„Ich bereue es, um die freiwillige Ausreise gebeten zu haben. Ich dachte, dass ich mit der Bitte um die freiwillige Ausreise meine Angelegenheiten abschließen und ruhig gehen könnte, ohne all diesen Ärger“, erklärte Sáymar, eine junge venezolanische Migrantin, die in sozialen Netzwerken ihr Zeugnis teilte, nachdem sie um die freiwillige Ausreise aus den Vereinigten Staaten gebeten hatte und mit einer elektronischen Fußfessel endete.
„Ich hätte niemals gedacht, dass mich die Bitte um freiwillige Ausreise mit einer Fußfessel enden lassen würde“, sagte sie in dem Video, das sie auf ihrem TikTok-Konto @saymarguerrero veröffentlichte, wo sie erklärte, dass sie ihren Reisepass in einer Einwanderungsbehörde abholen wollte und nun mit mehreren Schwierigkeiten konfrontiert ist, das Land zu verlassen.
„Ich beantragte die freiwillige Ausreise, um mit meinem Reisepass ausreisen zu können und nicht mit einem Durchreisevisum reisen zu müssen.
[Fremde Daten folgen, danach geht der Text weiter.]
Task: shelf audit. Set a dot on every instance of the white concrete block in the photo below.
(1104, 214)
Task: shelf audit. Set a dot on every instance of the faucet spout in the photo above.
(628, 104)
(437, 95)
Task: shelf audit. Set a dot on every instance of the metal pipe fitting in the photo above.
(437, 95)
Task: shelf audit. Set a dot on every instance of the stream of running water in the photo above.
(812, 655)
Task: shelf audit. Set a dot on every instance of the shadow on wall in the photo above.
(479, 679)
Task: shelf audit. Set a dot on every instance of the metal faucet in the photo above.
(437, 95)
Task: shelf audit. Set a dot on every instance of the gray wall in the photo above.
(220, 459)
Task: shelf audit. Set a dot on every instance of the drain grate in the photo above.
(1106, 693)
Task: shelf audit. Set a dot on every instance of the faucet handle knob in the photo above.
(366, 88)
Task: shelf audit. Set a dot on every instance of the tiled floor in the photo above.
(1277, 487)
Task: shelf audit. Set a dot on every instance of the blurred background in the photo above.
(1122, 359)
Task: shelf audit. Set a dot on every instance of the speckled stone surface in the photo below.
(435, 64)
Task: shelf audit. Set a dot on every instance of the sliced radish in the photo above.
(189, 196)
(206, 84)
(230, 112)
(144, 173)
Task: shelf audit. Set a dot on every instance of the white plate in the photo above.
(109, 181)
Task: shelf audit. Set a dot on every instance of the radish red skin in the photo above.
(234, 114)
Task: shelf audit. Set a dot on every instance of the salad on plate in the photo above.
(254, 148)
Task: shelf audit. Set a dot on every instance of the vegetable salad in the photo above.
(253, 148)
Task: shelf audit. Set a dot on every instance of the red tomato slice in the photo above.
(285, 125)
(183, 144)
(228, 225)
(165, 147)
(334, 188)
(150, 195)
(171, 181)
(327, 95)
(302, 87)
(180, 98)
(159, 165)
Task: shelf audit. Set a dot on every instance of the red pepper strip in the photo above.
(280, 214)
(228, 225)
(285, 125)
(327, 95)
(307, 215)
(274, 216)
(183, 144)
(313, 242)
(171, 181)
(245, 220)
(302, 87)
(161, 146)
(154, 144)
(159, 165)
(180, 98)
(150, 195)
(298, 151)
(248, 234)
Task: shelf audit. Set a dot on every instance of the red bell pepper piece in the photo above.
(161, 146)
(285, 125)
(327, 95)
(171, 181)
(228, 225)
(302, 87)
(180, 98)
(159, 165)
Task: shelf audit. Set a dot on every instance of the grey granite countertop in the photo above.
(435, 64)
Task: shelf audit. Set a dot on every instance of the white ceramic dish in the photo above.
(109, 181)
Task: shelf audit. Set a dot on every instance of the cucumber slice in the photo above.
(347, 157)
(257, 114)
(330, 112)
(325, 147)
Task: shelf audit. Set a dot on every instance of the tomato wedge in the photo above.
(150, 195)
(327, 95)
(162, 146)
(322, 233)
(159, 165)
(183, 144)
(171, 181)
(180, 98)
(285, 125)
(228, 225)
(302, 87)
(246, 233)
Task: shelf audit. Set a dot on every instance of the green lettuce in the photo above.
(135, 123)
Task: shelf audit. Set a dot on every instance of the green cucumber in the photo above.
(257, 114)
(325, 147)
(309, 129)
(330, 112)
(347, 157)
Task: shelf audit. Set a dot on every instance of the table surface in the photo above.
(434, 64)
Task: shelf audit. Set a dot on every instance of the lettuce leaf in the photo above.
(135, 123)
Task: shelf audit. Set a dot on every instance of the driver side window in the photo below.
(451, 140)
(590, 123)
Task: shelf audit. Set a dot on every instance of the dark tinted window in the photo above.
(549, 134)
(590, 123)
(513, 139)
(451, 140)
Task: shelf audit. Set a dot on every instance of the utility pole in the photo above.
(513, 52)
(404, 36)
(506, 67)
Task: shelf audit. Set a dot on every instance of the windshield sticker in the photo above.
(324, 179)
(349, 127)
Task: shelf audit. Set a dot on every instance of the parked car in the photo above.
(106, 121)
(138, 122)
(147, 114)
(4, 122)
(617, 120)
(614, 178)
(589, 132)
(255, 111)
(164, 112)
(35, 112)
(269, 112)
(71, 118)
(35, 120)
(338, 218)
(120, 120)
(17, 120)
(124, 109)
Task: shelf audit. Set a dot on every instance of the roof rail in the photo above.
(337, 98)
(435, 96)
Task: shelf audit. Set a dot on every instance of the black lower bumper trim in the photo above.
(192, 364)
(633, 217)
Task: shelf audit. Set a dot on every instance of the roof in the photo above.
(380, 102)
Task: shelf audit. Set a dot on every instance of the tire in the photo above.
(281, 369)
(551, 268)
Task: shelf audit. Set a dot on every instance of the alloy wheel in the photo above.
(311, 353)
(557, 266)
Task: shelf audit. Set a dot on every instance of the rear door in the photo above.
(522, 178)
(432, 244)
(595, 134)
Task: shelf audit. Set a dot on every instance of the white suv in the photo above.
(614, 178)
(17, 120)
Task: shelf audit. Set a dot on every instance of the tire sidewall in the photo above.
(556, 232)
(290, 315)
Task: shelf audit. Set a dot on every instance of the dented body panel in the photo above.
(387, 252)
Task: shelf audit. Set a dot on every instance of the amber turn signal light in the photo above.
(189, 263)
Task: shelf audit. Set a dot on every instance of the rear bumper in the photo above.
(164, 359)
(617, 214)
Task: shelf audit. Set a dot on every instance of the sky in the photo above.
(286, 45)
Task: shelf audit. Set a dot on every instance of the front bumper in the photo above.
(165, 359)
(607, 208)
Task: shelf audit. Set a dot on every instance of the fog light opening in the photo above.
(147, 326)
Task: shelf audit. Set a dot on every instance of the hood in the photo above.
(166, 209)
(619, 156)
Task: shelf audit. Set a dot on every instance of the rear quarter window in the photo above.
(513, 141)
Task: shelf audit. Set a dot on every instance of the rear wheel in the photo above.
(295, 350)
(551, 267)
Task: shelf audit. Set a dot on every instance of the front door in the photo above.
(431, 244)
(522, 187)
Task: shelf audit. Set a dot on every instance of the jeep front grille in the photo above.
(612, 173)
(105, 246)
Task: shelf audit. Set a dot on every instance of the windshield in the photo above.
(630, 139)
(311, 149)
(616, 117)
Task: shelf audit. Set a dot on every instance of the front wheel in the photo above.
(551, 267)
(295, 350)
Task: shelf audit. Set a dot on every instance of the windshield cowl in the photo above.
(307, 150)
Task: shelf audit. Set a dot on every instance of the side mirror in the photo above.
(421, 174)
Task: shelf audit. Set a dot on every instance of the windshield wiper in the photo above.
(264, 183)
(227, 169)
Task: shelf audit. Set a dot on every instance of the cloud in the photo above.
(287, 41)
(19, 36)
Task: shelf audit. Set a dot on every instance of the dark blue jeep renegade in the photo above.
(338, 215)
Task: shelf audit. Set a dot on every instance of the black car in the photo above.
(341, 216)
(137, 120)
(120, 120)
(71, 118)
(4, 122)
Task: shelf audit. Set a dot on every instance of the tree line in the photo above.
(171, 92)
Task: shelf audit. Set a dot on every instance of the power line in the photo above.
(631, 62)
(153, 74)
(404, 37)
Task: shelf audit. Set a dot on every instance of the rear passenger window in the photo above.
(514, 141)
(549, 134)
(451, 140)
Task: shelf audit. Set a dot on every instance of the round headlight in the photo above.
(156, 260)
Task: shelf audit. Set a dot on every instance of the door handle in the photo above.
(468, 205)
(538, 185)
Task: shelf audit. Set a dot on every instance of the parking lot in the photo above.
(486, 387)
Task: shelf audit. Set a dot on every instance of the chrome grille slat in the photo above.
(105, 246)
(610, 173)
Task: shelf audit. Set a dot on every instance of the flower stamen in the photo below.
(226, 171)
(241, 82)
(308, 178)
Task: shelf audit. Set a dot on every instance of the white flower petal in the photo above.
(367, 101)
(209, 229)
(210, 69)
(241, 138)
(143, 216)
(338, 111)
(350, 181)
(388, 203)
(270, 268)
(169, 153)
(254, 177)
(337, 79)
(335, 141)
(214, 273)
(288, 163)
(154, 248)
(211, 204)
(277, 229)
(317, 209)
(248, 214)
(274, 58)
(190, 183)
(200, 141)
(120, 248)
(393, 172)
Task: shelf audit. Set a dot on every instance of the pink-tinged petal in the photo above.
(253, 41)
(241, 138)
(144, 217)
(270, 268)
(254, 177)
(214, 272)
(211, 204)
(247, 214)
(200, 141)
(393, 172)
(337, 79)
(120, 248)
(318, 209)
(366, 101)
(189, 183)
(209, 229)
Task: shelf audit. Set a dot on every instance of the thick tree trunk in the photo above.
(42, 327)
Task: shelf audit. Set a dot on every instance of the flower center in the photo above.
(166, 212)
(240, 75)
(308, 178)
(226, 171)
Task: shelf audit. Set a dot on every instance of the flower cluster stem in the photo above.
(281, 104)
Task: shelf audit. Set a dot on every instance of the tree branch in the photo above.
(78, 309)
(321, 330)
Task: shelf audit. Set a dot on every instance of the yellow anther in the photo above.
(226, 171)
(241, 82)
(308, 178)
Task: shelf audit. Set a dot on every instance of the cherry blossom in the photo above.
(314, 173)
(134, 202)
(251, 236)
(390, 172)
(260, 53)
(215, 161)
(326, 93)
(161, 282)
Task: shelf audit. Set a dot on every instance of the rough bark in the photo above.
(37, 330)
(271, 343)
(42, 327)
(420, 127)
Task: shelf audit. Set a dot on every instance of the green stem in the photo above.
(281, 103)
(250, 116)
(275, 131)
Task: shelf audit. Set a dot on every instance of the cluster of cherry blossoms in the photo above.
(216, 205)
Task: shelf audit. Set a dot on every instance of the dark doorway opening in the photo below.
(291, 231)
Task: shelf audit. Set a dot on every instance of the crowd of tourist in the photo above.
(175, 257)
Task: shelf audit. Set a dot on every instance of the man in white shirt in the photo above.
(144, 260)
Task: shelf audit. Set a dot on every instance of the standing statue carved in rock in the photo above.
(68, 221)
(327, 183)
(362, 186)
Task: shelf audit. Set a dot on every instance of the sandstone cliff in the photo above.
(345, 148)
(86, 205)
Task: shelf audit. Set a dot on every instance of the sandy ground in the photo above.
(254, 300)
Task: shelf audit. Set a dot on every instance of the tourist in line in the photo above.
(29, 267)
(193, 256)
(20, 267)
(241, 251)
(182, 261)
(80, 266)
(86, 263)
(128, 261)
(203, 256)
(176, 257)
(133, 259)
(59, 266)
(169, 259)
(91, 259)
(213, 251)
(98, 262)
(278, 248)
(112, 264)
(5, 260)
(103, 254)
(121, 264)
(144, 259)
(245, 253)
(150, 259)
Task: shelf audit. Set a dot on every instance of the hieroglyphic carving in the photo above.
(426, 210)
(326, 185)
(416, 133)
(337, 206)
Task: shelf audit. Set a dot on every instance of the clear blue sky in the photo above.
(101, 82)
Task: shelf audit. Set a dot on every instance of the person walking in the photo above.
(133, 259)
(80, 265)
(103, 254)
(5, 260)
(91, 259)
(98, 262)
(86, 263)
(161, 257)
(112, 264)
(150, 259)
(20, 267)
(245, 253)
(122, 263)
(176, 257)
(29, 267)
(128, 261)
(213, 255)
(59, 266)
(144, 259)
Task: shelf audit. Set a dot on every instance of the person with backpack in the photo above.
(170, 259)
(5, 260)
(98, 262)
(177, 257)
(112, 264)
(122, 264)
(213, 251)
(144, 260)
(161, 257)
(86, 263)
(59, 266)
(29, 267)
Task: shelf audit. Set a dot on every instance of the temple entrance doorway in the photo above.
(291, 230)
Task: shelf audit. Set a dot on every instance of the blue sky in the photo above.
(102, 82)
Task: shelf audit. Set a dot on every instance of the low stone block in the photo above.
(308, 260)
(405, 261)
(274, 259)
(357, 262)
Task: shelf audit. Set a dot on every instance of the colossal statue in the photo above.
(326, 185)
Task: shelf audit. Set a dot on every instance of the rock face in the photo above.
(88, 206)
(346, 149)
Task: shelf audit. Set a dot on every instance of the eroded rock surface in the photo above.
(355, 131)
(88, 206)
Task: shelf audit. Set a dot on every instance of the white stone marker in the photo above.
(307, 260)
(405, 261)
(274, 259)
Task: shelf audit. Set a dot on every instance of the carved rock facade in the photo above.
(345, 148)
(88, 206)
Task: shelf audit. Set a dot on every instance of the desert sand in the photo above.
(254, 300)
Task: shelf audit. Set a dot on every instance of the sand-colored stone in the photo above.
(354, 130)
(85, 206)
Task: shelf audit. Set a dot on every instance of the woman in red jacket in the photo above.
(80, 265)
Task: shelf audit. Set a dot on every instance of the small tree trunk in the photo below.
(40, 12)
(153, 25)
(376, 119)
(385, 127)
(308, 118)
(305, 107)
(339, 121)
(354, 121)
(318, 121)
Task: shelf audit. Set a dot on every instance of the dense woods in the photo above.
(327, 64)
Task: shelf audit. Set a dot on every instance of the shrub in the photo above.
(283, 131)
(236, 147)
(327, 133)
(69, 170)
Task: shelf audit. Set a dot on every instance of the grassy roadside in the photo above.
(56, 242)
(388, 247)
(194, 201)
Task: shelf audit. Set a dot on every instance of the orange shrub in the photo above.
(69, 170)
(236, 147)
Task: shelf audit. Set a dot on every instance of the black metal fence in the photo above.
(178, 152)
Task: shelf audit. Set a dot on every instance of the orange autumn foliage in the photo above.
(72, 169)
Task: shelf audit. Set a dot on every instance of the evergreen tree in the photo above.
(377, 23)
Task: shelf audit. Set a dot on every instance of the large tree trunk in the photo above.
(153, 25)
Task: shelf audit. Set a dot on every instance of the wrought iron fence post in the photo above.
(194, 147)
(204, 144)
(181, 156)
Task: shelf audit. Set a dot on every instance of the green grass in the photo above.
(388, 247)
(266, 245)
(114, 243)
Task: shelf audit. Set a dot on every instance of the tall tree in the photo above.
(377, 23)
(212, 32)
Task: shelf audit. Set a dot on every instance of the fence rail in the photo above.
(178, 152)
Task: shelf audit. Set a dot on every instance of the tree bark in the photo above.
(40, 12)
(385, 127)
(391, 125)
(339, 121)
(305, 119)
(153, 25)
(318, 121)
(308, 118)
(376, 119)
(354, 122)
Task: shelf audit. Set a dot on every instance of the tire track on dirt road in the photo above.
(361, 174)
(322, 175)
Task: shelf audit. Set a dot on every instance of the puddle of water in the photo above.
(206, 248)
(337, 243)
Jetzt muss ich ein Durchreisevisum beantragen, um reisen zu können, weil mir der Reisepass von der Einwanderungsbehörde verloren ging“, berichtete er. Wie er erzählte, gewährte ihm ein Richter 120 Tage, um das Land zu verlassen, währenddessen er eine Fußfessel tragen muss.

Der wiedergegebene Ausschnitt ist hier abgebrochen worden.